The concepts of MapReduce (MR) algorithm like merge and spills of intermediate outputs, stagglers, job counter, data joins packed in chapter 2. On the labs front, it has explained MapReduce example to great detail. explains custom RecordReader implementation. Some tips are really handy like heuristic formula for calculating optimum number of reducers. It is to be noted that the chapter assumes the reader has basic knowledge of this algo and it talks about the advance concepts.

Chapter 3, Pig talks about in-dept execution process of pig latin script and semantics along with many tips to optimize the query performance. It also shows practicle ways to use Pig for joining, as combiner, as abstract data analyzer for Data Acyclic Graph (DAG).

Hive in ch 4, another way to scoop the data from Hadoop in a conventional SQL-like style from RDBMS world. This is also covered in pretty details starting with its architecture to HiveQL semantics, execution steps and optimization tips like indexing, partioning, etc. It also captures exntensibles like UDF, UDAF and UDTF.

Hadoop Serialization and I/O talks about techniques of SerDe. After talking about Hadoop's own implementation and JDK's implementation, it slowly starts Apache's Avro tool with clearly stating its advantages and detail example. It explains the steps of Avro/Pig and Avro/Hive integration.

Chapter 6 & 7 talks about Yarn and Storm. YARN introduces the new architecture along with example of writing client and scheduling job plus ways to monitor it. Storm talks about low latency processing (aka real time processing), compares between Hadoop MR and Apache Storm with with the help of process diagrams and also explains the concepts of spout, bolt and topology with the help of java based example. It ends with installation on hadoop.

Then it flows with Hadoop off premise offerings (Cloud based!) like Anazon's AWS based EMR and Microsoft's Azure based HDInsight with enough comparison points as well as enough configuration steps.

Hadoop replacements gets into debating pros and cons of HDFS and possible extensions like AWS S3 which can make it more powerful. Actually adding more points on alternative systems likes of Cassandra, Ceph, GlusterFS would gave been value addition here.

Then it delves into features like HDFS Federation, Hadoop Security with its four pillars Authentication, Authorization, Auditing and Data Protection with each explained in great detail.

And here comes ch 12, Analytics using Hadoop: Its Machine Learning is a very interesting topic to have in this book but not sure if to that extent of detail. You need to have some statistical knowledge to understand some tpoics from the chapter as it talks about the terms/algos like tf-idf, k-means clustering. At the end, it talks about data analysis libraries: RHadoop, Mahout. Overall this chapter provides good handles on analytics.

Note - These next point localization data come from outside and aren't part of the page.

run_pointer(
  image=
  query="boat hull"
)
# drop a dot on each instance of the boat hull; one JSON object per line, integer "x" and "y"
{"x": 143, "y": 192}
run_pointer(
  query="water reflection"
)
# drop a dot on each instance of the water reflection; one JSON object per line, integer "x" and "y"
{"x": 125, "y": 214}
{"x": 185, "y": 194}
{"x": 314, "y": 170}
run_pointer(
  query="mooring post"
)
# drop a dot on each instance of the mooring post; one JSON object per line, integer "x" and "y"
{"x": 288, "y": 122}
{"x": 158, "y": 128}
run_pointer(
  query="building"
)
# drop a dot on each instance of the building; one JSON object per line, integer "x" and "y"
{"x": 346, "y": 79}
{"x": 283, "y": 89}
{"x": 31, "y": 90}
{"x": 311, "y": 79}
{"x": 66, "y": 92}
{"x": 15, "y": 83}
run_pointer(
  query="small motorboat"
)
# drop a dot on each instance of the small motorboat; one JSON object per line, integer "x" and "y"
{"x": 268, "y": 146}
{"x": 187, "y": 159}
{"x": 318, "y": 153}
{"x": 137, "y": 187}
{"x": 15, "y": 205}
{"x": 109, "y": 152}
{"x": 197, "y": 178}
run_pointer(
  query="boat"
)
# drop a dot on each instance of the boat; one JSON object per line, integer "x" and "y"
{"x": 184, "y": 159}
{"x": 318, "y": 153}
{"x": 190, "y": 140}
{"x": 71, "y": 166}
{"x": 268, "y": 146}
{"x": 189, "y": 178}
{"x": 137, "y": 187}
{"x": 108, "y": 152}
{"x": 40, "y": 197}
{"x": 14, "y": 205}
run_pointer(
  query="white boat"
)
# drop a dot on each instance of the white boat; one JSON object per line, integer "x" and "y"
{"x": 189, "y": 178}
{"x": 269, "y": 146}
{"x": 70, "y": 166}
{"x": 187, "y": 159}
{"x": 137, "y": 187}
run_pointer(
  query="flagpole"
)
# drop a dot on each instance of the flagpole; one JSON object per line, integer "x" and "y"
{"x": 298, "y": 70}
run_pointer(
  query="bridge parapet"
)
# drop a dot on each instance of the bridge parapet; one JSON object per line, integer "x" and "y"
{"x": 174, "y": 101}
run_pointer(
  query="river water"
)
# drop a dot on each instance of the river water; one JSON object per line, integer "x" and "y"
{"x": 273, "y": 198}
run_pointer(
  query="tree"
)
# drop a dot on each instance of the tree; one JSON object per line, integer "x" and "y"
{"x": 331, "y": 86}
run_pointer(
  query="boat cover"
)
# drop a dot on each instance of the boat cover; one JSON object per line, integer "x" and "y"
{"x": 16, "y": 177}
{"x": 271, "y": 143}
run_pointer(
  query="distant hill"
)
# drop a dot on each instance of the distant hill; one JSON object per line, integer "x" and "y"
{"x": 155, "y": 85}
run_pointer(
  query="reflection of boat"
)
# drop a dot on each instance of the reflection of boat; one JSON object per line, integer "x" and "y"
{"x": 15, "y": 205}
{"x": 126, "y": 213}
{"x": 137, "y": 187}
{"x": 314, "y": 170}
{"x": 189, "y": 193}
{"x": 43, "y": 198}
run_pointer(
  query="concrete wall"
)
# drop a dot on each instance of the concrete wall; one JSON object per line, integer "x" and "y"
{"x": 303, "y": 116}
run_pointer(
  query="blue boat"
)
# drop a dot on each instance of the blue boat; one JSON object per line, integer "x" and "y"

The book ends with the appendix of "Hadoop for MS Windows". Thanks to Hortonworks! Now you can get Hadoop distro on win platform as well as their PaaS offering on MS Azure, more details follow in this chapter.

The author definitely seems having a rich experience in the field and is successful in conveying the depth of the subject through this book. Also the source code for the book is available at github.

In otherwise crowded Hadoop beginners' books, this one is different and catering an intermediate level. I wish all the very best to this efforts...

Anyone who has prior knowledge of Hadoop1.x can easily upgrade himself to Hadoop 2.x YARN. But then even the one with little knowledge of database and java can read this book to explore this new eco-system to enhance existing skills.


  1. The expansion of internet and intelligence in business process lead the way to huge volume of data. It is important to maintain and process these data to be efficient in data handling. Hadoop Training in Chennai | Big Data Course in Chennai

    1. Thank You for sharing your article, This is an interesting & informative blog. It is very useful for the developer like me. Kindly keep blogging. Besides that Wisen has established as Best Corporate Training Companies in Chennai .

      Nowadays JavaScript has tons of job opportunities on various vertical industry. Know more about JavaScript Framework Training visit Corporate Training Companies in India.

      This post gives me detailed information about the technology. corporate training in chennai

  2. Excellent post, now a day’s huge demand for the certified java professionals in IT industry. Java gives more career opportunity for the fresher’s as well as experienced experts.
    JAVA Training in Chennai|JAVA Course in Chennai

  3. Hi, Really your post was very informative. Today's internet era learn Hadoop Online Training will helps you to reach your goal.Selenium Training

  4. Thanks for your informative blog!!! Todays more demand on certified Developers and Adminstrators on Hadoop in companies.Keep on updating your with such awesome information about Hadoop.
    Big Data Hadoop Training In Hyderabad

  5. This comment has been removed by a blog administrator.

  6. This comment has been removed by a blog administrator.

  7. Really useful information about hadoop, i have to know information about hadoop online training institutes.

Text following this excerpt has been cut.